“O sábio é coerente em tudo o que diz respeito à perfeição, o que justifica sua fama. Muda apenas quando mudam as causas e os méritos. No tocante à prudência, é feio variar. Alguns, a cada dia, nunca são os mesmos. Sua sorte muda diariamente, assim como sua vontade e seu discernimento. Ontem concederam; hoje negam. Difamam sua própria reputação, confundindo os outros.”
(Baltasar Gracián, em A Arte da Prudência)
É complicado ter que conviver com quem mantém uma posição parcial em relação aos animais, e acredita estar no ponto mais alto da razão e do bom senso. Nas relações profissionais, sempre aparece algum candidato a gênio ou inventor da pólvora, disposto a bombardear com perguntas ou argumentos todo aquele que tiver o azar de ser descoberto como adepto ao veganismo. ‘Tá, mas nem ovo? Nem peixe?’ e por aí vai, com aquela cara de ‘hmmmm, que estranho’.
O curioso é que se exige tolerância com a multiplicidade de ideias e posicionamentos que temos hoje – mas se a sua ideia espreme os testículos morais das pessoas, como o veganismo/antiespecismo, então todos já ficam na defensiva/agressiva. Claro que algumas respostas-chave já desmontam qualquer chato, que provavelmente, em algumas semanas, vai pedir alguma receita ‘com soja’, comentar que assistiu ‘aquele vídeo horrível na Internet’ ou ‘viu uma carroça passando com um cavalo que dava vontade de chorar’. Parece que o mais categórico é aquele que tenta firmar o pulso no diálogo, mas é traído pela própria insegurança. Ou dor nos testículos.
Pois dentro da causa animal, há os que relutam em tomar certas posições, provavelmente porque ainda seguem com seus remorsos presos às palmadas-na-bunda das recomendações familiares, sociais ou, mais recentemente, ideológico-partidárias. No ano passado, por ocasião da votação da proibição da circulação dos VTA em Porto Alegre – veículos de tração animal, que receberam prazo de 8 anos para extinção, muita gente envolvida na questão ‘animais’ e ‘liberdade’ até as vésperas ainda não tinha decidido sua posição.
Claro, é desagradável ser desagradável, e fica feio frente aos colegas intelectuais comedores de carne estar ‘contra’ os menos favorecidos socialmente – maior balela, já que o fim das carroças estava atrelado à inclusão social dos trabalhadores envolvidos, fim do trabalho infantil, qualificação das mulheres, organização da coleta seletiva. Coisa que não entra na cabeça de quem já tem discurso libertário decorado e camiseta serigrafada. E há quem ganhe com a manutenção da pobreza, nem que seja a justificativa para a existência, e da própria ideologia de combate às desigualdades. Longos papos nos cafés, com citação de autores estrangeiros etc.

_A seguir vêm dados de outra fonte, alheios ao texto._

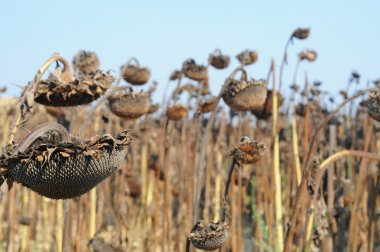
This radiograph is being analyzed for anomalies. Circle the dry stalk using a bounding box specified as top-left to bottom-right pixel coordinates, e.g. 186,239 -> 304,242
284,88 -> 378,252
192,66 -> 242,225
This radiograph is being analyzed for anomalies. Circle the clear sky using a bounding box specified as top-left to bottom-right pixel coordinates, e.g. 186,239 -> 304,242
0,0 -> 380,99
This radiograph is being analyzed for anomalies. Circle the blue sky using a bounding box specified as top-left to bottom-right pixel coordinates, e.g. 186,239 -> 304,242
0,0 -> 380,100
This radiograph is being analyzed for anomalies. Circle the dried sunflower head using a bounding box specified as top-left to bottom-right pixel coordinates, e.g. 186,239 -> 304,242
291,28 -> 310,39
208,49 -> 230,69
367,92 -> 380,121
34,70 -> 115,107
73,50 -> 100,74
229,136 -> 267,164
187,221 -> 231,251
197,96 -> 217,113
108,91 -> 151,119
222,76 -> 267,111
169,70 -> 183,80
298,50 -> 318,62
120,58 -> 150,85
182,59 -> 208,81
166,104 -> 188,121
236,50 -> 259,65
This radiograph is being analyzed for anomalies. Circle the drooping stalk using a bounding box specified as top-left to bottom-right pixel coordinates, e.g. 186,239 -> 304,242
192,66 -> 242,225
272,61 -> 284,251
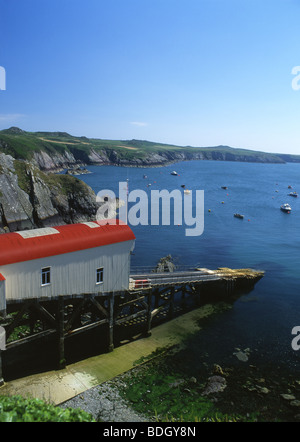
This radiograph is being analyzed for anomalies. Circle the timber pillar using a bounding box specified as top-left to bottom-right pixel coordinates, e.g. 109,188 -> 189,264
145,289 -> 152,337
0,349 -> 4,387
108,293 -> 115,352
57,296 -> 66,370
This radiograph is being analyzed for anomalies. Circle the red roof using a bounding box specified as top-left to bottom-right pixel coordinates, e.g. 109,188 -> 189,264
0,220 -> 135,266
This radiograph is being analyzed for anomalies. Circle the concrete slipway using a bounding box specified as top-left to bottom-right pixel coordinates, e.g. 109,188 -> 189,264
0,304 -> 214,405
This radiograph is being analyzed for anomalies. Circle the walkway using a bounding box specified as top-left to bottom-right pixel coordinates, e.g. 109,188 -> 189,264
0,304 -> 213,405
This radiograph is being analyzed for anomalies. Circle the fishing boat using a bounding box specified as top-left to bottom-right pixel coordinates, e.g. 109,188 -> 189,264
280,204 -> 292,213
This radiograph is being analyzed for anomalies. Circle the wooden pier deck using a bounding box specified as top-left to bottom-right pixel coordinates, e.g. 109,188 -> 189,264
0,268 -> 264,385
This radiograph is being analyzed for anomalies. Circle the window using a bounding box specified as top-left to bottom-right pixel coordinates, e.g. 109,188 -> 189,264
96,267 -> 103,284
41,267 -> 51,285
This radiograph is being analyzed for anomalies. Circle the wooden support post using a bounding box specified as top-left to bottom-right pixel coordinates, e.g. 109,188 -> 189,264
154,289 -> 160,308
0,348 -> 4,387
181,285 -> 186,308
56,296 -> 66,370
108,293 -> 115,351
169,287 -> 175,319
145,289 -> 152,336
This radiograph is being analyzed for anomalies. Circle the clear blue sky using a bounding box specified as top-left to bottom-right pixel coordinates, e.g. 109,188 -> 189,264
0,0 -> 300,154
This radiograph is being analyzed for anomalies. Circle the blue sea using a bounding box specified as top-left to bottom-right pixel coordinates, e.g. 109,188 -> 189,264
81,161 -> 300,371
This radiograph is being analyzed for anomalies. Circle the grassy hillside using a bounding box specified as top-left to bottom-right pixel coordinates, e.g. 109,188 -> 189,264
0,127 -> 300,164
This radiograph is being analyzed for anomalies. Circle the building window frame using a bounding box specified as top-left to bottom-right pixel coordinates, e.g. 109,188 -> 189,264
41,266 -> 51,287
96,267 -> 104,285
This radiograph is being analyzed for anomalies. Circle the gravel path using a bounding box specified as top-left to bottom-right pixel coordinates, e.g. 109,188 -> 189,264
59,381 -> 155,422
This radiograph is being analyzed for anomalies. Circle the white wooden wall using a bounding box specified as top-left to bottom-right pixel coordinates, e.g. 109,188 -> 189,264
0,240 -> 134,300
0,281 -> 6,314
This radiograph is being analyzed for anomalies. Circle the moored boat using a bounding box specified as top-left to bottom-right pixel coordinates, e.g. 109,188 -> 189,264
280,204 -> 292,213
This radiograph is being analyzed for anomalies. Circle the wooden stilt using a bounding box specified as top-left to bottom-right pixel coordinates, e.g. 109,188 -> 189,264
0,349 -> 4,387
169,287 -> 175,319
57,296 -> 66,370
145,289 -> 152,336
108,293 -> 114,351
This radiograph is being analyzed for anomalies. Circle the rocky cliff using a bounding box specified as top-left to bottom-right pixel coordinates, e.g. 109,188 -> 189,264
0,153 -> 98,232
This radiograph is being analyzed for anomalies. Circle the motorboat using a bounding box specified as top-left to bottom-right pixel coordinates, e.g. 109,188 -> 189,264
280,204 -> 292,213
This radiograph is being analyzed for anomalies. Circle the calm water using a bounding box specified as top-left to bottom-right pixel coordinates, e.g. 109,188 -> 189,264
78,161 -> 300,370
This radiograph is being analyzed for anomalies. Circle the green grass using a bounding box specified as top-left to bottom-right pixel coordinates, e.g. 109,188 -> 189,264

Então, se exige-se que o colega da escrivaninha ao lado não seja chato nem contraditório nem hipócrita, como permite-se que um vegano tenha pruridos em condenar uma atividade onde um animal esquálido carrega peso o dia inteiro, à base de chicote, ‘comandado’ por um ferro encaixado na boca – sim, devidamente ajustado anatomicamente por um ortodontista veterinário, e com as demais condições que podem ser presenciadas in loco por aqui? Pois houve vários, que por razões as mais diversas, não perceberam que babaram seu especismo pelo cantinho da boca, enquanto discursavam. O resto do mundo animal deve ser livre, segundo tal e tal autor decretou – que eles leram no original, claro, exceto o cavalo da carroça.
A vaca deve ser livre. O cavalo deve puxar carroça a vida toda, e acabar no matadouro, se suas pernas não lhe reservarem uma morte no asfalto. O porco deve ser livre. O cavalo tem que puxar carroça dos ‘catadores libertários que não se submetem à burguesia’, e depois ir para o matadouro. A cochonilha, que dá a cor vermelha às bolachinhas e demais produtos industrializados, não pode ser criada e morta e triturada. O cavalo pode ser sublocado para os ‘catadores libertários que não se submetem à burguesia’, por outros carroceiros mais espertos, para então ir para o matadouro, depois de agonizantes anos trabalhando manhã, tarde, noite e madrugada, nas mãos de condutores diferentes.
Haja discurso anarquista e de autogestão para explicar esse capitalismo brutal das cavernas. Realmente o veganismo dá dor nos testículos, mas ainda não consegui decidir de quem, provavelmente do cavalo.